Enter the Pin1 enzyme. Since Lu and Hunter identified the enzyme in 1995, test tube studies found that Pin1 has the ability to promote dephosphorylation of tau, restoring it to its original shape. This finding led the scientists to hypothesize that Pin1 might also be able to prevent tangle formation and resulting neurodegeneration. In this new study, the researchers tested this hypothesis by comparing Pin1 expression profiles in different brain regions of both healthy individuals and patients with Alzheimer’s disease.

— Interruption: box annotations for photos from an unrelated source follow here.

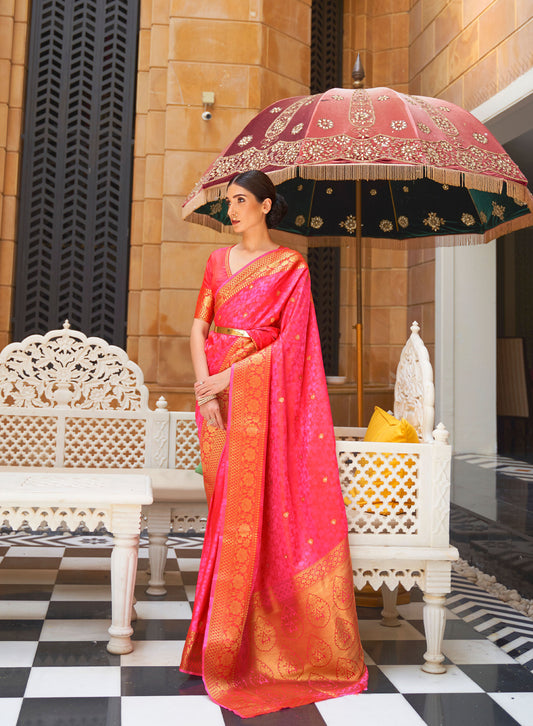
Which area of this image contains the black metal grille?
[310,0,344,93]
[13,0,138,346]
[307,247,340,376]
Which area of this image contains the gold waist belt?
[215,325,252,338]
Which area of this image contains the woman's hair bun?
[266,194,289,229]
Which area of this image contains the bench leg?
[422,593,446,673]
[381,583,400,628]
[146,504,170,596]
[107,534,139,655]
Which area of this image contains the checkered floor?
[0,534,533,726]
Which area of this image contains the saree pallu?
[181,248,368,717]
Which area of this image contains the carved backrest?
[0,321,169,468]
[0,320,148,411]
[394,321,435,443]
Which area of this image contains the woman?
[181,171,367,717]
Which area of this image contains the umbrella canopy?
[184,88,533,247]
[183,88,533,426]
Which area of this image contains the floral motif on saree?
[181,248,367,717]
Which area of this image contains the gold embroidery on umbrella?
[339,214,357,234]
[492,202,505,222]
[424,212,446,232]
[262,99,306,146]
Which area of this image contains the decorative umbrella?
[183,88,533,425]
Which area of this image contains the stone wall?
[0,0,30,348]
[128,0,311,410]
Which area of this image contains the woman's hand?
[200,398,226,431]
[194,368,231,398]
[194,368,231,431]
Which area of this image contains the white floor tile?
[178,557,200,572]
[359,620,425,640]
[0,600,48,620]
[135,600,192,620]
[50,585,111,602]
[380,665,483,693]
[316,693,424,726]
[489,693,533,726]
[59,557,111,571]
[39,619,111,642]
[120,640,185,667]
[121,696,224,726]
[442,638,516,664]
[24,666,120,698]
[2,547,65,557]
[1,698,22,726]
[0,640,37,668]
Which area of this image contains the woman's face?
[226,184,272,234]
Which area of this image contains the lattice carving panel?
[0,330,148,411]
[14,0,139,346]
[176,418,201,469]
[0,507,109,532]
[339,451,420,535]
[64,418,146,468]
[0,415,57,466]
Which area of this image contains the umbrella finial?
[352,53,365,88]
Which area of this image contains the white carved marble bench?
[0,468,152,655]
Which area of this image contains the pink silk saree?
[181,247,368,718]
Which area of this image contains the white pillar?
[435,241,497,454]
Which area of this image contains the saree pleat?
[181,248,367,717]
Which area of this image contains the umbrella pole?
[355,179,364,426]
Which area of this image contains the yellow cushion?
[364,406,418,444]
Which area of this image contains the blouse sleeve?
[194,256,215,324]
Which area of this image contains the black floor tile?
[0,668,31,700]
[33,641,120,667]
[459,663,533,692]
[17,698,121,726]
[404,693,519,726]
[363,664,398,693]
[134,585,188,602]
[46,600,111,620]
[56,570,111,585]
[0,620,44,641]
[132,620,190,640]
[120,666,186,696]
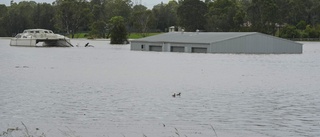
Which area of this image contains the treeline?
[0,0,320,38]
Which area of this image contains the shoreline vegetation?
[0,0,320,43]
[66,32,320,41]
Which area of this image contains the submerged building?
[131,32,302,54]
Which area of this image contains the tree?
[177,0,207,31]
[56,0,90,38]
[109,16,128,44]
[152,1,178,32]
[206,0,245,31]
[104,0,132,20]
[247,0,280,35]
[132,5,155,37]
[0,4,8,37]
[33,3,55,30]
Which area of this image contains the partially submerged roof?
[133,32,257,43]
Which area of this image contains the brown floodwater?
[0,38,320,137]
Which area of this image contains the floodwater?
[0,38,320,137]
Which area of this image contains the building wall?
[131,42,210,53]
[210,33,302,54]
[131,33,302,54]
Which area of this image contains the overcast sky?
[0,0,169,9]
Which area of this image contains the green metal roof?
[132,32,257,44]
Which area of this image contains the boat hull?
[10,38,72,47]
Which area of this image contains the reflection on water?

The investigators also created a knockout mouse model to study the consequences of removing the Pin1 gene altogether.

Their results clearly indicated that Pin1 is required to ensure that neurons function normally, and to prevent them from falling prey to age-related neurodegeneration. “Our findings showed that Pin1expression inversely correlates with neuronal vulnerability to degeneration in normal brains, and with the actual formation of tangles in patients with Alzheimer’s,” says Lu. “Furthermore, we found that in the Pin1 knockout mouse, the removal of the Pin1 gene alone was sufficient to cause many age-dependent neurodegenerative changes.”

This study was funded by grants from the National Institutes of Health.

The Salk Institute for Biological Studies, located in La Jolla, Calif., is an independent nonprofit organization dedicated to fundamental discoveries in the life sciences, the improvement of human health and conditions, and the training of future generations of researchers. Jonas Salk, M.D., founded the institute in 1960 with a gift of land from the City of San Diego and the financial support of the March of Dimes Birth Defects Foundation.